I’m not sure if this info will be helpful, but if anyone runs into the same issue I did…

I have a three node testing Proxmox 8.2.4 cluster that I’ve set up to play with and have previously successfully set up Linstor with HA controller. All working fine. I can reboot a controller and another node takes over, live migrate a test VM, etc.

I log in to the proxmox console today and see that there are some package updates for linstor common, controller, and satellite from 1.28.0-1 to 1.29.0-1.

Per the instructions in the manual, I started the upgrade on the active controller node first. When I run apt dist-upgrade it proceeds a while and then hangs on:

Setting up linstor-satellite (1.29.0-1) ...
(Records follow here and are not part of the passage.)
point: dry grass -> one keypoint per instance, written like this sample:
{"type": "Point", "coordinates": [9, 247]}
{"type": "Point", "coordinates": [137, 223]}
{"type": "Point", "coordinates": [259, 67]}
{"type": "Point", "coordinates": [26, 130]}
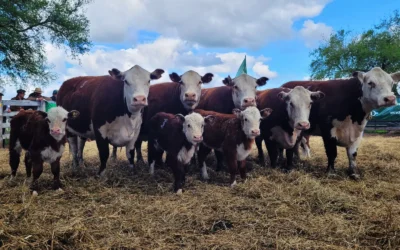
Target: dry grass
{"type": "Point", "coordinates": [301, 210]}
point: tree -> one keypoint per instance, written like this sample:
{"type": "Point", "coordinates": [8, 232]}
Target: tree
{"type": "Point", "coordinates": [343, 53]}
{"type": "Point", "coordinates": [25, 28]}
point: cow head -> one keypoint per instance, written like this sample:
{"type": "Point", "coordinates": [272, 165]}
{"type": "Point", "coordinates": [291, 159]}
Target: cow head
{"type": "Point", "coordinates": [377, 88]}
{"type": "Point", "coordinates": [251, 118]}
{"type": "Point", "coordinates": [57, 118]}
{"type": "Point", "coordinates": [136, 85]}
{"type": "Point", "coordinates": [298, 105]}
{"type": "Point", "coordinates": [193, 127]}
{"type": "Point", "coordinates": [244, 89]}
{"type": "Point", "coordinates": [190, 83]}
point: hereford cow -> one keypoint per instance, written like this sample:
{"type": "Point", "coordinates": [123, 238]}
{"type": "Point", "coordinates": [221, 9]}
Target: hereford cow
{"type": "Point", "coordinates": [180, 96]}
{"type": "Point", "coordinates": [233, 135]}
{"type": "Point", "coordinates": [43, 137]}
{"type": "Point", "coordinates": [239, 92]}
{"type": "Point", "coordinates": [340, 118]}
{"type": "Point", "coordinates": [290, 117]}
{"type": "Point", "coordinates": [111, 110]}
{"type": "Point", "coordinates": [178, 135]}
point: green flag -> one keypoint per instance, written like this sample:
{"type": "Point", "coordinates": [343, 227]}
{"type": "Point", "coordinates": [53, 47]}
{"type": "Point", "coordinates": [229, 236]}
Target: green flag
{"type": "Point", "coordinates": [243, 68]}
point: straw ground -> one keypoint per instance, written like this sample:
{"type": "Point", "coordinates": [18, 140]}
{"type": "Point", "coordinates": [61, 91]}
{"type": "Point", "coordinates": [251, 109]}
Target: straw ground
{"type": "Point", "coordinates": [304, 209]}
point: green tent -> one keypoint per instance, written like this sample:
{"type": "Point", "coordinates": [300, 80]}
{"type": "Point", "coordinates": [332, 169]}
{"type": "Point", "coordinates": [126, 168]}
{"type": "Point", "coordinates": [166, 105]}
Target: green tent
{"type": "Point", "coordinates": [243, 68]}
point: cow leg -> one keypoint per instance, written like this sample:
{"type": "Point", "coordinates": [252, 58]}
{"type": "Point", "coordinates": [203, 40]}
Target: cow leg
{"type": "Point", "coordinates": [138, 147]}
{"type": "Point", "coordinates": [353, 171]}
{"type": "Point", "coordinates": [259, 140]}
{"type": "Point", "coordinates": [104, 152]}
{"type": "Point", "coordinates": [272, 152]}
{"type": "Point", "coordinates": [179, 173]}
{"type": "Point", "coordinates": [28, 164]}
{"type": "Point", "coordinates": [37, 171]}
{"type": "Point", "coordinates": [220, 160]}
{"type": "Point", "coordinates": [55, 169]}
{"type": "Point", "coordinates": [331, 152]}
{"type": "Point", "coordinates": [81, 146]}
{"type": "Point", "coordinates": [201, 157]}
{"type": "Point", "coordinates": [73, 148]}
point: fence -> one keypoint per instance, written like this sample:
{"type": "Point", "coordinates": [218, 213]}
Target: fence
{"type": "Point", "coordinates": [5, 123]}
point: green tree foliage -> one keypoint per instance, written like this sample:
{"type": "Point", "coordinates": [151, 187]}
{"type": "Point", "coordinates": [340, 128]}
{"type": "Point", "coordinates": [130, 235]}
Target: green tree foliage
{"type": "Point", "coordinates": [27, 25]}
{"type": "Point", "coordinates": [345, 52]}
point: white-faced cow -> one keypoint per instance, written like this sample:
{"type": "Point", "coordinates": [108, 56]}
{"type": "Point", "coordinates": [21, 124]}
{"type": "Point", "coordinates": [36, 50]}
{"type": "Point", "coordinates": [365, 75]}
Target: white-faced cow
{"type": "Point", "coordinates": [178, 135]}
{"type": "Point", "coordinates": [290, 117]}
{"type": "Point", "coordinates": [340, 118]}
{"type": "Point", "coordinates": [111, 110]}
{"type": "Point", "coordinates": [233, 135]}
{"type": "Point", "coordinates": [239, 93]}
{"type": "Point", "coordinates": [180, 96]}
{"type": "Point", "coordinates": [43, 137]}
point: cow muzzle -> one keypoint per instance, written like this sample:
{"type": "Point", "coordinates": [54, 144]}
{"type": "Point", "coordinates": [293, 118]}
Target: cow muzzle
{"type": "Point", "coordinates": [140, 100]}
{"type": "Point", "coordinates": [302, 125]}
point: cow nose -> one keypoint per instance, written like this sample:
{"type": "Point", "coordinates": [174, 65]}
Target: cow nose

Looking at the process table shows it is stuck in the following command:

/bin/sh /var/lib/dpkg/info/linstor-satellite.postinst configure 1.28.0-1

Ctrl-C won’t get me out of it. I rebooted the server and ran:

dpkg --configure -a

It ran with no issues and didn’t hang.

I repeated this same hang, reboot, dpkg–configure -a sequence on the second node. However on the third node (which had become the active controller after I rebooted the previous one) it didn’t hang. It just went right through. I rebooted it anyway.

Now everything is working again but this was a little bit concerning because I have a production cluster set up the same way. I only have one app on it so far so no big deal. Any ideas how I could debug this issue when upgrading the prod cluster so I could provide the info here?

Thanks

This is likely happening because of the following systemd override we suggest for proxmox:

$ cat /etc/systemd/system/linstor-satellite.service.d/override.conf
[Service]
Type=notify
TimeoutStartSec=infinity

What it means is that on start (or restart), the satellite service will wait until it is connected to a controller. This is generally useful for Proxmox, as Proxmox should only start after the storage system is fully operational.
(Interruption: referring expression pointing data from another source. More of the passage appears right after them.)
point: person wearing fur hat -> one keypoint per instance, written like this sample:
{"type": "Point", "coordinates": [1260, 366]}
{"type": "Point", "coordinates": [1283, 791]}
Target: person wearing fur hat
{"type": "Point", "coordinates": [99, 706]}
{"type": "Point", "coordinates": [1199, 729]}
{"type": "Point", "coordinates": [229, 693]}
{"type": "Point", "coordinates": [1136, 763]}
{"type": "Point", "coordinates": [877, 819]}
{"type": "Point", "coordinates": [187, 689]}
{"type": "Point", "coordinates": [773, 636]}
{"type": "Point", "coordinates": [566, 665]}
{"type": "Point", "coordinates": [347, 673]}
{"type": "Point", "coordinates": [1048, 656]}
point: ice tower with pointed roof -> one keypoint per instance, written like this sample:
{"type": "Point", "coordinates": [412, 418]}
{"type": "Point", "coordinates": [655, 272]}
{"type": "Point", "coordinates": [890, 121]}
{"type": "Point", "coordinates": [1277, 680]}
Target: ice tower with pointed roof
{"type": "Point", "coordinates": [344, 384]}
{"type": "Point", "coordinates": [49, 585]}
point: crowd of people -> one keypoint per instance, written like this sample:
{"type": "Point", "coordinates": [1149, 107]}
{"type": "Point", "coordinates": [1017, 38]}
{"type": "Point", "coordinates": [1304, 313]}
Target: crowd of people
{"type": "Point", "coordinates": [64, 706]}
However, this also means that during an apt upgrade, which will restart the satellite, the dpkg process will wait for the satellite to be connected to the controller again. But this requires the right version of the controller to be running. This might not always be the case.
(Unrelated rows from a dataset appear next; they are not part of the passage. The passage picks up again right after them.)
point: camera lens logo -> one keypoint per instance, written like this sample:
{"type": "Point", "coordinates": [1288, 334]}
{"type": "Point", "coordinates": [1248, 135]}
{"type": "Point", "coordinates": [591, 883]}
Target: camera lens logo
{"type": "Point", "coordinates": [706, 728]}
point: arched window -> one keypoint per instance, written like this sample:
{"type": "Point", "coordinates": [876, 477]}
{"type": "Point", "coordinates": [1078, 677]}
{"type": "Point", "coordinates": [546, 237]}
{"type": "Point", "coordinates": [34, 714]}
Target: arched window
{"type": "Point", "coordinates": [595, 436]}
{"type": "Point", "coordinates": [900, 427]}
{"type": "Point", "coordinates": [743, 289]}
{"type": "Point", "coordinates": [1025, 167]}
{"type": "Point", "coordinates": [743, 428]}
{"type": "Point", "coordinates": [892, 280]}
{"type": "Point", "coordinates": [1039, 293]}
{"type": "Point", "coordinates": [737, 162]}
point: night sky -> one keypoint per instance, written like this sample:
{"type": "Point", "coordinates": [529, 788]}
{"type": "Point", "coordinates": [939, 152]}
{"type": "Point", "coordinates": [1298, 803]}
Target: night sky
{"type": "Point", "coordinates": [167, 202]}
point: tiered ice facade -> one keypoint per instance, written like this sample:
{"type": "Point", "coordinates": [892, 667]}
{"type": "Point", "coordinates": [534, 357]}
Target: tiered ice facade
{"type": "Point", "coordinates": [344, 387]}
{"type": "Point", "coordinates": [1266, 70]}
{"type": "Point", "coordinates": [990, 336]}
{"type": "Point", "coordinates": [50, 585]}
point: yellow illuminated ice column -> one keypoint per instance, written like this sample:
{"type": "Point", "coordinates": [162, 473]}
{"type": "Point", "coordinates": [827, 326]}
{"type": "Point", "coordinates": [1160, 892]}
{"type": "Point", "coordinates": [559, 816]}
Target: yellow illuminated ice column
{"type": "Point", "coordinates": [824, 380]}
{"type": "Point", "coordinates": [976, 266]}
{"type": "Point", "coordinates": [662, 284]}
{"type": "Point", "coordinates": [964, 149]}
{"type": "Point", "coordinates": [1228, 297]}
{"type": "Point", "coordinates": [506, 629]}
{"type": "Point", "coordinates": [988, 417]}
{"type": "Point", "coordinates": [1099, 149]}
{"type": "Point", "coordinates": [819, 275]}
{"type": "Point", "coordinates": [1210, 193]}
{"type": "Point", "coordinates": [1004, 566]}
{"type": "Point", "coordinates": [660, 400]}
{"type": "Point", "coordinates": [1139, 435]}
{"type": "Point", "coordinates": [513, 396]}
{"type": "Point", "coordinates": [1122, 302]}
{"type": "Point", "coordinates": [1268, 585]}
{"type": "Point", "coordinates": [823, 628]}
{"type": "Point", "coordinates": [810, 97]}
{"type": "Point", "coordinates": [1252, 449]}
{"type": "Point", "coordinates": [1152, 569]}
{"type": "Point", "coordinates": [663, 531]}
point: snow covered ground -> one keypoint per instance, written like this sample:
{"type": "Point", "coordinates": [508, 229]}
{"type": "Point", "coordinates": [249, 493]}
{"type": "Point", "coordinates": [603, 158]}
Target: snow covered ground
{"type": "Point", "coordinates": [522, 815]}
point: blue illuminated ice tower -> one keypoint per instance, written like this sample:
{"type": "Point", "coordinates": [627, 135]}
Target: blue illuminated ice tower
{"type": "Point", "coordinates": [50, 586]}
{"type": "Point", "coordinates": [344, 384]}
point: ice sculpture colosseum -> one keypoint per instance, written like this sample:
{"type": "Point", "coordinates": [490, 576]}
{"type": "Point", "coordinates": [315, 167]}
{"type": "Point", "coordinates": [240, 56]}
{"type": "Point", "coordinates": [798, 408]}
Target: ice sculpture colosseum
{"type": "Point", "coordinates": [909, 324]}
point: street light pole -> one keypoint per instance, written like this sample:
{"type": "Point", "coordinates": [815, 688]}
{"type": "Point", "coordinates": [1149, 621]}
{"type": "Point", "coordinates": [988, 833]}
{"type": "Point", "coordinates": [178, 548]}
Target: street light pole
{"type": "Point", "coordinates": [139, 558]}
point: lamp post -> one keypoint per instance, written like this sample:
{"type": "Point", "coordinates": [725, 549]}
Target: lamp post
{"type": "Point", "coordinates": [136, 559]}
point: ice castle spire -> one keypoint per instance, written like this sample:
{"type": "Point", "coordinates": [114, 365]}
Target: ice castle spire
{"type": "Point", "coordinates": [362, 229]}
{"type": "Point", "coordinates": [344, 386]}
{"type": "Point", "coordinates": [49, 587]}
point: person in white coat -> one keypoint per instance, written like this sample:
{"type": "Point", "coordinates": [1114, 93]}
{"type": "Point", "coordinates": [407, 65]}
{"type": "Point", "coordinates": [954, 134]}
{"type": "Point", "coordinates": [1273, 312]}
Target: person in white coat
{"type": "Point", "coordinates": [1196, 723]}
So you have a few options to work around this issue:

  • Before the upgrade, manually disable the satellite service, only start them after everything is upgraded, including the controller:
    systemctl disable --now linstor-satellite # on all nodes
    apt dist-upgrade
    linstor controller version # Verify that the controller is running the latest version
    systemctl enable --now linstor-satellite # on all nodes
    
  • Upgrade the linstor-controller first. This will only work if the controller is running on a separate node, as otherwise the linstor-satellite will automatically be upgraded too, and you might run into the same issue
  • Temporarily remove the override of Type=notify, so the satellite will be considered started before the controller connects.

Just to add up, personally I’ve decoupled HA controller from the satellites. It runs on 3 dedicated VMs just for that purpose.

The sequence I follow before upgrading the controller is:

  • Disable its drbd-reactor managed resource on all nodes to prevent it from restarting the controller on a different node than the one that’s currently active.
  • Perform the upgrade on non-active nodes first.
  • Perform the upgrade on the last, active node.
  • Re-enable drbd-reactor managed resource.
  • Perform the upgrade on the satellite nodes.

Okay, thanks both for the feedback. I’ll consider alternate approaches to avoid the hang in the future.